SH31B-08:

Alpha-Particle/Proton Differential Flow in the Solar Wind: Implications for Plasma Heating, Azimuthal Flow, and the Parker Spiral Magnetic Field

Wednesday, 17 December 2014: 9:45 AM
Daniel Verscharen, University of New Hampshire Main Campus, Space Science Center, Durham, NH, United States, Sofiane Bourouaine, Univ of New Hampshire, Durham, NH, United States and Benjamin D G Chandran, University of New Hampshire, Durham, NH, United States
Abstract:
Protons and alpha particles in the fast solar wind are only weakly collisional and exhibit a number of non-equilibrium features, including temperature anisotropies and relative drifts along the direction of the background magnetic field. Two mechanisms have been proposed for limiting differential flow between alpha particles and protons: plasma instabilities and the rotational force. Both mechanisms decelerate the alpha particles - for example, the Alfvén/ion-cyclotron and fast-magnetosonic/whistler instabilities limit the drift velocity to a value comparable to the Alfvén speed, which decreases with increasing heliocentric distance r. However, while plasma instabilities transform bulk-flow kinetic energy into heat and plasma waves, the rotational force does not.

We present an analytic expression for the rate Qflow at which energy is released when alpha particles are decelerated by instabilities. We find that Qflow becomes zero at a critical radius r=rcrit, where rcrit is between 1.5 AU and 2 AU in the fast solar wind in the ecliptic plane, and rcrit increases with increasing heliographic latitude. We show that instabilities control the deceleration of alpha particles at r<rcrit, and the rotational force controls the deceleration of alpha particles at r>rcrit. We compare the value of Qflow at r<rcrit with the empirical heating rates for protons and alpha particles deduced from in-situ measurements of fast-wind streams from the Helios and Ulysses spacecraft. We find that Qflow exceeds the empirical heating rate for alpha particles at r<1 AU.
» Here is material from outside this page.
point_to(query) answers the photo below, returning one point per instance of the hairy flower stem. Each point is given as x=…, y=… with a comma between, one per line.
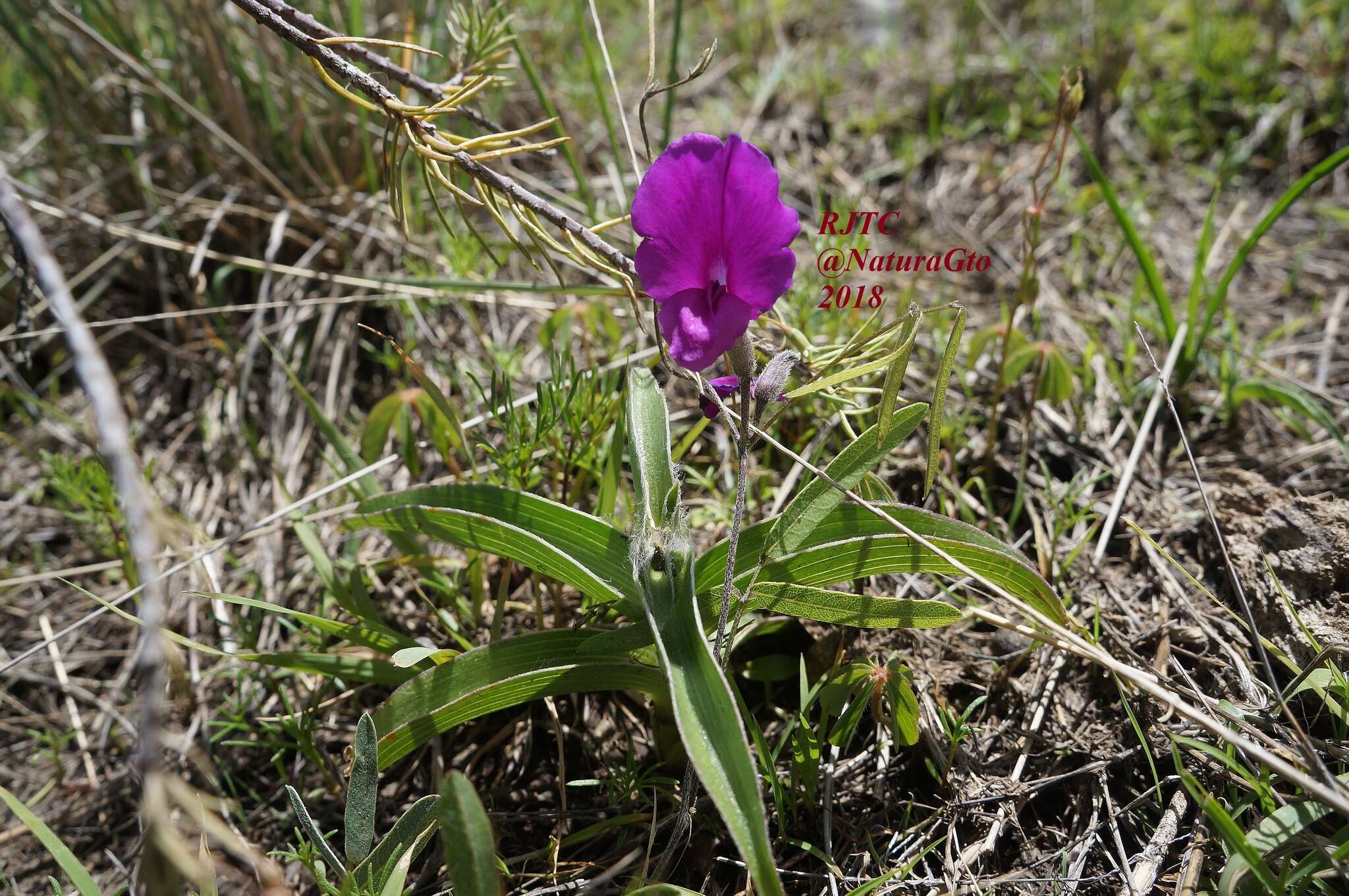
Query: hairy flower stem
x=742, y=463
x=688, y=789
We conclude that the continuous energy input from alpha-particle deceleration at r<rcrit makes a considerable contribution to the heating of the fast solar wind in addition to other local heating mechanisms such as the dissipation of waves and turbulence. We also discuss the implications of the alpha-particle drift for the azimuthal flow velocities of the ions and for the Parker spiral magnetic field.